Abstract: TH-PO0742
Genetic Study of a Cohort Presenting with Proliferative Glomerulonephritis
Session Information
- Glomerular Innovations: Artificial Intelligence, Multiomics, and Biomarkers
November 06, 2025 | Location: Exhibit Hall, Convention Center
Abstract Time: 10:00 AM - 12:00 PM
Category: Glomerular Diseases
- 1402 Glomerular Diseases: Clinical, Outcomes, and Therapeutics
Authors
- Bale, Charan Bhadrappa, Dr. D. Y. Patil Medical College, Hospital & Research centre, Pune, Maharashtra, India
- Sajgure, Atul, Dr. D. Y. Patil Medical College, Hospital & Research centre, Pune, Maharashtra, India
Group or Team Name
- Department of Nephrology.
Background
Nephritic syndrome is characterized by the acute onset of hematuria, RBC casts, varying degrees of proteinuria, azotemia, hypertension, and oliguria, reflecting glomerular inflammation and injury [1]. Complement level assessment serves as a valuable tool in differentiating etiologies of nephritic syndrome, mainly Thrombotic Microangiopathy (TMA). Genetic mutations are implicated in C3 glomerulopathy.
Methods
A prospective, descriptive study evaluated for phenotypical, histopathological & genotypical spectrum of nephritic syndrome and diagnostic role genetic analysis. Kidney biopsy was processed for LM, IF. Genetic analysis by MLPA method was carried out.
Results
Ten patients presented with nephritic syndrome, out of which two were post-transplant. Seven (70%) males, six (60%) had pedal oedema, five (50%) had dyspnea, one each with gross hematuria (10%), fever (10%) and rash (10%). Four (40%) had oliguria, three (30%) had anuria and rest three had urine output >800ml/day. eGFR by CKD- EPI was less than 15ml/min/1.73m2 in eight (80%) patients, one had eGFR of 21ml/min/1.73m2 and one presented with 120ml/min/1.73m2. C3 levels were low in four (40%) (Ref. range 80-120 mg/dL), but C4 levels were normal in all patients (Ref. range 10-40 mg/dL).

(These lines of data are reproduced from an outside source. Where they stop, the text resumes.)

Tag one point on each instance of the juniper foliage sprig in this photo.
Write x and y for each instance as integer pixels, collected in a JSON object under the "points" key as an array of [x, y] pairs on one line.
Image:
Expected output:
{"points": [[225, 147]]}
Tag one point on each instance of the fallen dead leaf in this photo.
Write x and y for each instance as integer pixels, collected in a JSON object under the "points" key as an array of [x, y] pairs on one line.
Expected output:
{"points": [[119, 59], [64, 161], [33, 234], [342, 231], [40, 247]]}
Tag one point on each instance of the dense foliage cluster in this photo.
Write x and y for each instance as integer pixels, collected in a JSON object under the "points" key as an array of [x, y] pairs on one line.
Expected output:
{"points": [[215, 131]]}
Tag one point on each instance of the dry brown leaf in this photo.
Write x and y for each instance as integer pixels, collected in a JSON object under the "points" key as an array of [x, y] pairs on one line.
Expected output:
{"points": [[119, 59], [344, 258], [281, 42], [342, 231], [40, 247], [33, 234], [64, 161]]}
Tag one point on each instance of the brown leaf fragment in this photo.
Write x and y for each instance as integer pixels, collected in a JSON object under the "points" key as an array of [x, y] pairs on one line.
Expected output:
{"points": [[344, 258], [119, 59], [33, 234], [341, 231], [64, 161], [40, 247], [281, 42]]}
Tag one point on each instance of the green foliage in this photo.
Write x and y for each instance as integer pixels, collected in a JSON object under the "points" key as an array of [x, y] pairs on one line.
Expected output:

Out of 10 kidney biopsies, seven (70%) had mesangial proliferation, three (30%) revealed changes of TMA. Immunofluorescence revealed ‘3+’ C3 staining in three (30%), ‘2+’ C3 staining in one (10%), ‘1+’ C3 staining in two (20%) and ‘3+’ IgG in one patient. In two graft biopsy, LM exhibited no active glomerular lesions & IF was negative, but showed ct1, ci1 as per Banff classification. Genetic abnormalities were evident in seven (70%). Four (40%) patients had heterozygous deletions, out of which three patients with CFHR1&3 heterozygous deletions, one with CFHR1,3&5 heterozygous deletions. Homozygous CFHR 1&3 deletions were observed in three (30%) patients, rest three had no mutations.
Conclusion
Genetic analysis (70%) was more sensitive in diagnosing disease spectrum of proliferative GN, compared to serological complement levels (40%) and histopathological finding (30%) TMA & (40%) C3 deposit. Post transplant patients required renal replacement therapy and had heterozygous deletion. Hence, genetic analysis may help in predicting graft survival, also prognosticating risk for renal transplant recepient and donor selection.